Citez des projets que vous avez déjà accompagnés.
Nous avons un projet qui répond à une attente des populations locales et du gouvernement. Nous avons un jeune qui développe une application de comptabilité simplifiée pour les petits ménages et pour les personnes dans l’informel. Cette application peut permettre à un garagiste qui est dans l’informel de dresser un bilan. Derrière ce produit, nous voyons une solution qui peut intéresser les assurances car si quelqu’un qui est dans l’informel peut utiliser ce logiciel, il peut connaître son chiffre d’affaires. C’est un logiciel qui est fiable et qui peut être proposé à des personnes. C’est une solution qui n’existe pas encore ailleurs. Cette application peut permettre à un grand nombre de personnes de sortir de l’informel. C’est ce que demandent la Banque Mondiale et le FMI. Les Africains doivent arriver à formaliser les économies, et c’est par ce genre d’outils que l’on peut faire passer ceux qui sont dans l’informel au formel. Comment montrer les avantages du formel à celui qui est dans l’informel ? C’est toute la problématique. Il ne doit pas être dans le formel pour se faire prélever seulement. Il y a beaucoup d’avantages dans le formel. Il n’y a pas cette sensibilisation qui est faite auprès des populations.
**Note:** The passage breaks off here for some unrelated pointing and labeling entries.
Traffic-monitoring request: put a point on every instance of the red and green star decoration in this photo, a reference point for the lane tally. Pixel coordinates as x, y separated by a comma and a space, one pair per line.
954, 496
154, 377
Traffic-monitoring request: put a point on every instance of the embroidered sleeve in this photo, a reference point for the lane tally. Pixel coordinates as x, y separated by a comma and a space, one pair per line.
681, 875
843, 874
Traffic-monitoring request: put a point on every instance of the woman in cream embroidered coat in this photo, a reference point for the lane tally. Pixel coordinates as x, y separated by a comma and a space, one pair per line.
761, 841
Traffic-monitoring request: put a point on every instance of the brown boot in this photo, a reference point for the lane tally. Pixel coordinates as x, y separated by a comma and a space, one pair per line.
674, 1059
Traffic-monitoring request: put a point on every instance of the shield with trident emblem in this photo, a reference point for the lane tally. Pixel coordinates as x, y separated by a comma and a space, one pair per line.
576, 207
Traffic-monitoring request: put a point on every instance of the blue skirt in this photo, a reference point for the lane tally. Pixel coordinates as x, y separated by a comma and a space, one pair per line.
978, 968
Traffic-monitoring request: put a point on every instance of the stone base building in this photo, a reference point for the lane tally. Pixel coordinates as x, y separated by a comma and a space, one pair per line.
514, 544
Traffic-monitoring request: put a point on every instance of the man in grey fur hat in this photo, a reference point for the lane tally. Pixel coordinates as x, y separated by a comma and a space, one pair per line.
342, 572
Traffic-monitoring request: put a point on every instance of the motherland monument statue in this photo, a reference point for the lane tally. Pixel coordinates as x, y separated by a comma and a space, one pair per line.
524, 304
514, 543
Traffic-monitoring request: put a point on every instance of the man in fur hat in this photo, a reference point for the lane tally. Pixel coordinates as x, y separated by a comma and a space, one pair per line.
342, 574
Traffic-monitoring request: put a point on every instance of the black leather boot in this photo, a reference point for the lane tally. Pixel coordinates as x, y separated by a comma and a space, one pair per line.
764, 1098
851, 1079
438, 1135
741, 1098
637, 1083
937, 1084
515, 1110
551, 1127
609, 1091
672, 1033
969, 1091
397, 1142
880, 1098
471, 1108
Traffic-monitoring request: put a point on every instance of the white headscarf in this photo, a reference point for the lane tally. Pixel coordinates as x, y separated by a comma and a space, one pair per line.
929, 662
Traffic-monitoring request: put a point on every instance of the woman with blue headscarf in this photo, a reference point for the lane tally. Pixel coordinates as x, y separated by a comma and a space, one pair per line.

Comment faire en sorte que toutes les activités éclosent ?
Il faut d’abord la volonté de l’Etat. Nous sommes en train de travailler dans ce sens. Il n’y a pas de statut pour les start-ups. Lorsque nous prenons les porteurs de projet, nous leur demandons de se normaliser. Nous ne pouvons pas accompagner une entreprise qui n’existe pas. Nous entamons la phase de pré-incubation où nous développons avec l’entrepreneur la capacité du produit ou du service à atteindre un marché, ou encore nous cherchons à voir les partenariats que l’on peut développer pour qu’au final le projet intéresse les investisseurs. Une fois que tout cela est terminé, nous demandons au porteur de projet d’ouvrir son entreprise. C’est encore hypothétique parce qu’au final, nous ne savons pas comment les choses peuvent se passer. En Côte d’Ivoire, quand vous ouvrez une entreprise, les mois qui suivent, il faut sortir de l’argent pour payer les impôts, la patente et les droits à la mairie. Aujourd’hui, l’Etat gagnerait à mettre en place un statut particulier pour les start-ups sur une certaine période, comme la défiscalisation pour les multinationales. Cela redonnera la confiance aux entrepreneurs et les structures comme les nôtres pourront mieux les encadrer. En plus, lorsque vous développez une idée, cela nécessite de l’argent. Même quand l’entrepreneur est dans de bonnes dispositions et qu’il est bien encadré, il faut de l’argent pour développer le prototype et pour conquérir le marché. Ces financements n’existent pas en Côte d’Ivoire. Il faut que dans 4 ou 5 ans, Incub’Ivoir ait son propre fonds d’amorçage qui permettrait d’accompagner les entrepreneurs sur cette phase qui nécessite souvent des financements pas excessifs, généralement entre 5 et 50 millions. Quand vous accompagnez un entrepreneur sur cette étape, vous avez la possibilité de lever des millions d’euros parce que l’entreprise a une taille critique qui peut intéresser le marché sous-régional.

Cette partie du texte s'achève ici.